La risposta è sì. Norme e regole vincolanti possono volgere i comportamenti in senso etico fissando limiti, incentivi e disincentivi, promuovendo trasparenza e informazione, accrescendo la consapevolezza degli utenti perché siano loro per primi a esigere correttezza e responsabilità dagli intermediari finanziari.

Il prerequisito fondamentale dell’eticità è la legalità, ossia il rispetto delle norme fissate dal legislatore e dalle autorità di regolazione. Questo aspetto è particolarmente rilevante per le banche, che più di ogni altra impresa si fondano sulla fiducia: questa può essere minata nel caso di rilevanti violazioni delle regole. E non si pensi solo alla disciplina microprudenziale, volta a garantire la stabilità del singolo intermediario, ma anche a quella a tutela del consumatore, o a quella anti-riciclaggio.

Le regole sulle remunerazioni degli esponenti e dei dirigenti delle banche sono specialmente importanti da un punto di vista etico. In Italia sono state introdotte sin dal 2008 e progressivamente rafforzate in attuazione degli indirizzi internazionali ed europei.

In particolare, gli schemi di incentivazione individuale devono essere coerenti con gli obiettivi e con i valori aziendali, con le strategie di lungo periodo; devono catturare tutti i rischi a cui le banche si espongono e tener conto degli effettivi risultati; devono far sì che comportamenti individuali scorretti determinino l’azzeramento dei bonus. Le disposizioni di vigilanza non impongono, in linea con le regole internazionali e nel rispetto dell’autonomia degli intermediari, un “tetto” alle remunerazioni. Valorizzano, invece, il ruolo degli azionisti, chiamati ad approvare gli schemi di incentivazione e a fissare criteri e limiti alle buonuscite degli esponenti. La Banca d’Italia vigila sull’osservanza di queste regole e interviene – ove necessario – con azioni correttive e con sanzioni.

La nozione di finanza etica ha ricevuto dal legislatore italiano il più recente riconoscimento esplicito nel 2016, con l’introduzione dell’articolo 111-bis del Testo unico bancario. Sono stati introdotti parametri di condotta specifici in cambio di agevolazioni fiscali. Occorrono, per vedersi riconoscere lo status di banca etica, un sistema di governance molto orientato alla partecipazione dei risparmiatori/azionisti, un rendiconto almeno annuale dei finanziamenti erogati. Sono previsti tra l’altro limiti alle differenze retributive interne alla banca e il divieto di distribuzione dei profitti.

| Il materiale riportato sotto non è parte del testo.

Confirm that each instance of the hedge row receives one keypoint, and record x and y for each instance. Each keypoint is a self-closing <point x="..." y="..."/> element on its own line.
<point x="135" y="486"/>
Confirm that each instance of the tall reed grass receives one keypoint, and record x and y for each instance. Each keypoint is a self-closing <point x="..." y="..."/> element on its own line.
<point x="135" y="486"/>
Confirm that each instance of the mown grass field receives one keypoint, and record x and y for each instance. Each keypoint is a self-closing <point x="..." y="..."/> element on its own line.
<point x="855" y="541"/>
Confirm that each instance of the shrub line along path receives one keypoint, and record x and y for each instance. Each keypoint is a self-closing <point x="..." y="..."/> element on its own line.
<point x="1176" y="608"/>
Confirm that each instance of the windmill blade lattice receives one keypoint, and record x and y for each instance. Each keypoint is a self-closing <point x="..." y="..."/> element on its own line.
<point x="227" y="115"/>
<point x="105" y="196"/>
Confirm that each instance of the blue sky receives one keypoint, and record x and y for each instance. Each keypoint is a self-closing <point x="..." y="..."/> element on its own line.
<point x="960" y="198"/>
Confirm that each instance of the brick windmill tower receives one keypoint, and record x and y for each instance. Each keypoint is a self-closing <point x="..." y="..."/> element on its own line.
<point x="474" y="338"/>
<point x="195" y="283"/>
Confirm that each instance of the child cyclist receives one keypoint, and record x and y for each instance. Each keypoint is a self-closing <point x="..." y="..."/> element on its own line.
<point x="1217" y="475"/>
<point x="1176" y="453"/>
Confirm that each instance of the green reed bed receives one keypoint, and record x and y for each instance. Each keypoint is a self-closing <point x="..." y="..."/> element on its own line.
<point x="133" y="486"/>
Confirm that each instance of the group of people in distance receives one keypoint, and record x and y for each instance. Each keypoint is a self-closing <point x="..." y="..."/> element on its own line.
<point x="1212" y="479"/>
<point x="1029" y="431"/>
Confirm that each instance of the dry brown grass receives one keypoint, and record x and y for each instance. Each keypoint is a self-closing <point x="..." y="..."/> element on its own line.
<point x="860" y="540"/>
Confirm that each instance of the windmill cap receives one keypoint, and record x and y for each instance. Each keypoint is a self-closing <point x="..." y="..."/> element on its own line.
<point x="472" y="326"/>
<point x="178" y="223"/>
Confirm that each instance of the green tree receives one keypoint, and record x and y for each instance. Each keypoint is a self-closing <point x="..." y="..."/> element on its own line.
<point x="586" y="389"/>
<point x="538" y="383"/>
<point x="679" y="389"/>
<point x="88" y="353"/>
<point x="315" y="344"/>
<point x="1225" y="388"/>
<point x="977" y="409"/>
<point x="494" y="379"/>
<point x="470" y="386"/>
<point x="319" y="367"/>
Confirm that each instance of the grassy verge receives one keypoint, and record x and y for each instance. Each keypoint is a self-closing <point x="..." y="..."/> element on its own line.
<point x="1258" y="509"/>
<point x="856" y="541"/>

Sono requisiti aggiuntivi a quelli che si applicano a tutte le banche. Anche una banca etica deve fronteggiare i rischi con un capitale adeguato. Gli obiettivi “etici” vanno quindi conciliati con quelli di libera iniziativa economica e di salvaguardia della stabilità del sistema finanziario. D’altra parte, il perseguimento di obiettivi etici non può che contribuire alla tutela della stabilità e all’integrità sia dei singoli intermediari sia del sistema finanziario nel suo complesso.

Resta il fatto che i benefici che la finanza etica può apportare al funzionamento dell’economia e al benessere di una società sono tanto maggiori quanto più i valori e gli obiettivi etici sono diffusi e condivisi nella pubblica amministrazione, fra le imprese, fra i cittadini.